Chiral Particles in Taylor-Couette Turbulence

Abstract

This work investigates chiral particles, which break mirror symmetry, in turbulent Taylor--Couette flow. These particles generally display a translation-rotation coupling moving through a quiescent fluid. Here we performed experiments using large chiral particles (typical size 5mm) in turbulent Taylor--Couette flow, for Reynolds numbers 9·103 ≤ Re ≤ 1.5 · 105. The density-matched chiral particles are studied in a dilute regime (φ = 1.7 · 10-4), where their location and orientation are tracked over time to investigate the particle-fluid coupling.
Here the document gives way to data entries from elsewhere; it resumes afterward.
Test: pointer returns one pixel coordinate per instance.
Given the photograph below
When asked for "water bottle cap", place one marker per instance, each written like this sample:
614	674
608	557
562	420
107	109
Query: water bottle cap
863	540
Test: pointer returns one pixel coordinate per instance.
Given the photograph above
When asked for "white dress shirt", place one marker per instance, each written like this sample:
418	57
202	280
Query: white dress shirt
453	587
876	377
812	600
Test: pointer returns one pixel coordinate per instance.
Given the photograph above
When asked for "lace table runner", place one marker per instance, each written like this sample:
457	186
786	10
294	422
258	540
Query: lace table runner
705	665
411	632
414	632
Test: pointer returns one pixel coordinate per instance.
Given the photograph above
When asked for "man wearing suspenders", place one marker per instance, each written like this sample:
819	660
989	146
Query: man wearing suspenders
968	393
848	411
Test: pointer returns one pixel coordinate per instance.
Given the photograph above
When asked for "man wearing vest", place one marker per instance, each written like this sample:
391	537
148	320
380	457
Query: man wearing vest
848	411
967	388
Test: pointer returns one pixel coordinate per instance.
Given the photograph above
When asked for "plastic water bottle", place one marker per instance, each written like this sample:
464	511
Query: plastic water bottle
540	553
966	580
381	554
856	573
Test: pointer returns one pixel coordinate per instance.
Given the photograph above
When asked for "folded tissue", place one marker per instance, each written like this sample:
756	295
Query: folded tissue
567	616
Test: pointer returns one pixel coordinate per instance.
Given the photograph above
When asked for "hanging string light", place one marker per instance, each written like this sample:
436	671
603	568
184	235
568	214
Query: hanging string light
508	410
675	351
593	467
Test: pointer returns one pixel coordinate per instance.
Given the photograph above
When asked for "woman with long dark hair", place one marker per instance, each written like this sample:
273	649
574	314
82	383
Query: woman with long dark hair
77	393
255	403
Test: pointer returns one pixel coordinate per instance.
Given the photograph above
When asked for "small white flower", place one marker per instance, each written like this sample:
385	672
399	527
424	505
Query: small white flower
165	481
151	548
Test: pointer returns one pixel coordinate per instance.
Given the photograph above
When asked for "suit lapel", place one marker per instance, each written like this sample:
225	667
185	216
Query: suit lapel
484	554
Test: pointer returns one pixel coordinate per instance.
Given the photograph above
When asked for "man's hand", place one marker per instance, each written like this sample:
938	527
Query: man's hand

We investigate whether the translation-rotation coupling observed at low Reynolds numbers is still observable over the measured high Reynolds numbers, using the tracked location and orientation. Similarly, we verify whether the chiral particles display a preferred location or orientation, and whether the left-handed and right-handed particles show different rotation statistics. The location data show that the chiral particles closely follow the structure of Taylor vortices. Hence, the orientation data and rotation data of the chiral particles are split between the Taylor vortices and particle chiralities. The results show no difference in rotation and orientation dynamics between chiralities. Rather, the particle dynamics are flow-dominated, where the flow vorticity determines the specific particle dynamics.